No, dovrebbe essere solo il demone. Il client e' in un overlay, sunrise se non ricordo male

----------

## CarloJekko

 *Vazzo wrote:*   

> Puoi usare i tool di miniupnp. Il sito e' http://miniupnp.tuxfamily.org/, mentre qui (http://miniupnp.tuxfamily.org/files/download.php?file=miniupnpc-1.2.tar.gz) scarichi i sorgenti del client. Una volta compilato e' un attimo abilitare/disabilitare il port forwarding.
> 
> Un esempio con il mio router, per attivare il forward della porta 9000 tcp del router alla 22 del mio pc:
> 
> kajmak miniupnpc-1.2 # upnpc -a 192.168.2.114 22 9000 tcp
> ...

 

Ti ringrazio molto... appena torno alla vodafone station lo provo e vedo di mettere il tag risolto  :Very Happy: 

Ciaooo !!!

----------

## Kernel78

 *CarloJekko wrote:*   

> Ho chiamato per sapere se posso mettere un router mio, ma la risposta è stata secca: NO
> 
> 

 

 :Shocked:  il tecnico che ho contattato io invece mi ha consigliato di rimettere il precedente router ...

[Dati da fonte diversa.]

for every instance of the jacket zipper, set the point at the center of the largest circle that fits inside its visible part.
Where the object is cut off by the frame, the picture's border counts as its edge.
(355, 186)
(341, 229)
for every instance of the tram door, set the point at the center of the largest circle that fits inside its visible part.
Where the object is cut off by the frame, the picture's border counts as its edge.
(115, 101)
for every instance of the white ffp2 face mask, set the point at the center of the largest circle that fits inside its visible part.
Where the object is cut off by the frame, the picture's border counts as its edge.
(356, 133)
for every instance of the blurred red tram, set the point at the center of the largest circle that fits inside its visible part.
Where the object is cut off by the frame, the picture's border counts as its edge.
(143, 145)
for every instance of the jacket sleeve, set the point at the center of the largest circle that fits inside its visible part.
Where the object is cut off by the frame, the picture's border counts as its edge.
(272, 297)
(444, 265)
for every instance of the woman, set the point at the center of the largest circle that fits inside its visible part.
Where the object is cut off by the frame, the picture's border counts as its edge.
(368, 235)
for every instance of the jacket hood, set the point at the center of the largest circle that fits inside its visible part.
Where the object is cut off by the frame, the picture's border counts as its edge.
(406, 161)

Appena posso passo da mia madre e faccio una prova ...

----------

## CarloJekko

 *Kernel78 wrote:*   

>  *CarloJekko wrote:*   Ho chiamato per sapere se posso mettere un router mio, ma la risposta è stata secca: NO
> 
>  
> 
>  il tecnico che ho contattato io invece mi ha consigliato di rimettere il precedente router ...
> ...

 

Guarda la station vodasozze è veramente pietoso... E lo paghi pure se disdici il contratto prima dei due anni !!!

----------

## Kernel78

 *CarloJekko wrote:*   

>  *Kernel78 wrote:*    *CarloJekko wrote:*   Ho chiamato per sapere se posso mettere un router mio, ma la risposta è stata secca: NO
> 
>  
> 
>  il tecnico che ho contattato io invece mi ha consigliato di rimettere il precedente router ...
> ...

 

lo so, mia mamma l'ha presa e a me tocca l'assistenza  :Evil or Very Mad: 

per questo mi ero informato se potevo usare il vecchio router (il fido netgear) e mi ero tranquillizzato quando il tipo mi aveva consigliato di sostituirlo (tanto della chiavetta mia madre non se ne fa nulla)...

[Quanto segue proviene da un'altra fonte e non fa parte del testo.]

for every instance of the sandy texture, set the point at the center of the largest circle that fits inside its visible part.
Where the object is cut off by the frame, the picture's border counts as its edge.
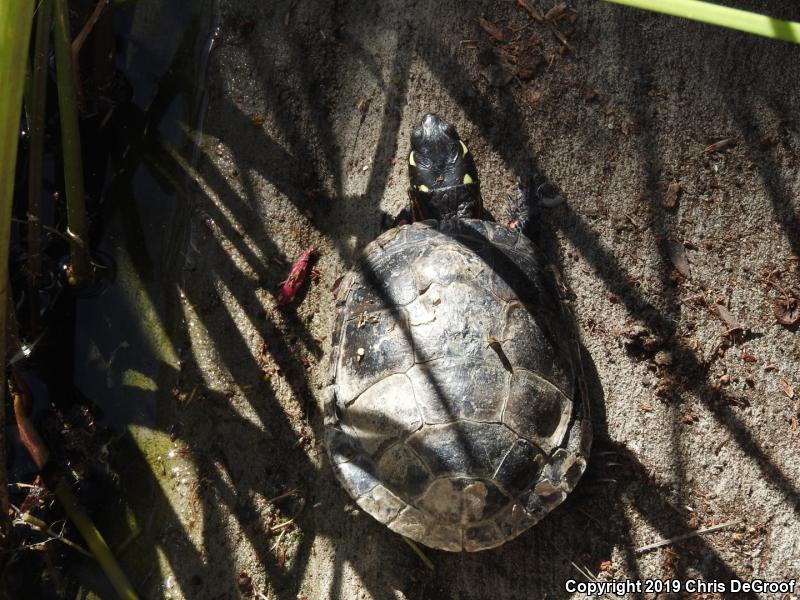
(306, 143)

dopo aver letto il tuo post mi è venuto un coccolone  :Sad: 

----------

## CarloJekko

metto il tag  risolto, ma vodafone ha aggiornato il firmware... ora va bene, c'è tutto quello che serve

----------

## Kernel78

 *CarloJekko wrote:*   

> metto il tag  risolto, ma vodafone ha aggiornato il firmware... ora va bene, c'è tutto quello che serve

 

ma l'aggiornamento avviene in automatico o bisogna fare qualcosa ? Mia madre continua a lamentare problemi che io non ho il tempo di risolverle e quelli di vodafone se ne infischiano ...

----------

## CarloJekko

 *Kernel78 wrote:*   

>  *CarloJekko wrote:*   metto il tag  risolto, ma vodafone ha aggiornato il firmware... ora va bene, c'è tutto quello che serve 
> 
> ma l'aggiornamento avviene in automatico o bisogna fare qualcosa ? Mia madre continua a lamentare problemi che io non ho il tempo di risolverle e quelli di vodafone se ne infischiano ...

 

a me è avvenuto in automatico... nel caso si deve chiamare il 190...

----------